Kalashnikov’s career as a designer spanned several decades, beginning in 1942 as he was recovering from a shoulder wound he received the previous year when the T-34 tank he was commanding was hit. His first firearm design was the submachine gun chambered for the 7.62x25mm Tokarev round, shown below:

Kalashnikov first used the MP40-esque folding stock design on his 1942 submachine gun design.

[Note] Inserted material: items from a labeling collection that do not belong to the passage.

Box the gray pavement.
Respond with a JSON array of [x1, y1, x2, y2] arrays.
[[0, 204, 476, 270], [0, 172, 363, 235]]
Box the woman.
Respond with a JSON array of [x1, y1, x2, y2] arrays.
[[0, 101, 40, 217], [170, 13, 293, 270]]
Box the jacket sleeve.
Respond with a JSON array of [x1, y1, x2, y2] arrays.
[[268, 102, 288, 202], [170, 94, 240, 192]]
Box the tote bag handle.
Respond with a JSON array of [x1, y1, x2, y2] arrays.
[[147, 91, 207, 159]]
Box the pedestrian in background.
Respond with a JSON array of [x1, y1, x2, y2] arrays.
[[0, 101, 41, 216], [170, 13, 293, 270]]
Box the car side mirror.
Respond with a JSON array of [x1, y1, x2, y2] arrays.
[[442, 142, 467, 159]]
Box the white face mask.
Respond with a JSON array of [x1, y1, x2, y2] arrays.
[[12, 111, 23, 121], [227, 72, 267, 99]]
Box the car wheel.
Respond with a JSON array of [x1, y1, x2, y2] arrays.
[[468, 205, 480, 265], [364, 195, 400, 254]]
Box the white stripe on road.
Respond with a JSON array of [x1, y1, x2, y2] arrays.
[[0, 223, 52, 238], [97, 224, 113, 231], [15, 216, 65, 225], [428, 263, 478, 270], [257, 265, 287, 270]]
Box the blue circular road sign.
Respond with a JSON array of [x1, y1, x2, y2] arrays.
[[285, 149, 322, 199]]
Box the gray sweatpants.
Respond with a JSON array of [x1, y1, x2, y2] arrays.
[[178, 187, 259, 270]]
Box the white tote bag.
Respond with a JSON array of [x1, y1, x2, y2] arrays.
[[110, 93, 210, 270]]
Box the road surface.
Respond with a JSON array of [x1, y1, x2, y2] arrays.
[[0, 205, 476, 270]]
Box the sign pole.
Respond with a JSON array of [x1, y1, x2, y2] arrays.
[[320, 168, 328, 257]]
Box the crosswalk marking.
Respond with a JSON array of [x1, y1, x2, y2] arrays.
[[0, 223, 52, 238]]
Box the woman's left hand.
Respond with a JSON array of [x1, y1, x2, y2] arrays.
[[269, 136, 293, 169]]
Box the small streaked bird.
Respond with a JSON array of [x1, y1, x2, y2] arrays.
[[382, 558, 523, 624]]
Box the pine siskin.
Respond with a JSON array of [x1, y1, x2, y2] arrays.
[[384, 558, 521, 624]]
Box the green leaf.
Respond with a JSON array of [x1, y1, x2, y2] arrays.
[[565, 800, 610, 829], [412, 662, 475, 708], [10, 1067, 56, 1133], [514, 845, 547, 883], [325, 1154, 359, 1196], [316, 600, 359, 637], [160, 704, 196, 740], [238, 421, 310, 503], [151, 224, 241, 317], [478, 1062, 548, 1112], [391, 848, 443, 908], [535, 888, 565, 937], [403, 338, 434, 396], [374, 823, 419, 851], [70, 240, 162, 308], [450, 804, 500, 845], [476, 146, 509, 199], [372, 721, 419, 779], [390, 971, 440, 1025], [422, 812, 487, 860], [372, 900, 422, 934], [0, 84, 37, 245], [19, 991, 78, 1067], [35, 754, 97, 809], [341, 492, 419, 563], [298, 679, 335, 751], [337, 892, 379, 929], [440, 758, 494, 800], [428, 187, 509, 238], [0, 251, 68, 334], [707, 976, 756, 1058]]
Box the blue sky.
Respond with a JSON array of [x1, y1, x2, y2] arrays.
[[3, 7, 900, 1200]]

Kalashnikov’s submachine gun did not get far; it was not judged competitive with Sudaev’s already-adopted PPS-43 submachine gun. However, the design brought Kalashnikov recognition as an extremely creative and dedicated designer. In 1944, Kalashnikov was given samples of the new 7.62x41mm round, and set to designing a selfloading rifle for it, resulting in the rifle below:

By late 1944, the focus had shifted from selfloading rifles, to assault rifles – avtomats – and Kalashnikov accordingly began work on his first prototypes in this class. The rifles below are often collectively called “AK-46”, although they are properly two different designs. Both use the same rotating bolt design as his selfloading rifle above, something he adapted from John Garand’s M1, and which – along with his robust and reliable magazine design, also present in these early prototypes – would form the heart of his world-famous AK-47:

These weapons, however, were short-stroke, and sported left-hand charging handles as well as left-side switch-type controls. In trials, Kalashnikov’s initial prototypes suffer problems, and so he went back to the drawing board, creating the substantially simpler and more robust AK-47, the first version of which is shown below:

Mechanically, AK-47 No. 1 is 100% Kalashnikov as we recognize it today; only secondary features would change on the road to adoption.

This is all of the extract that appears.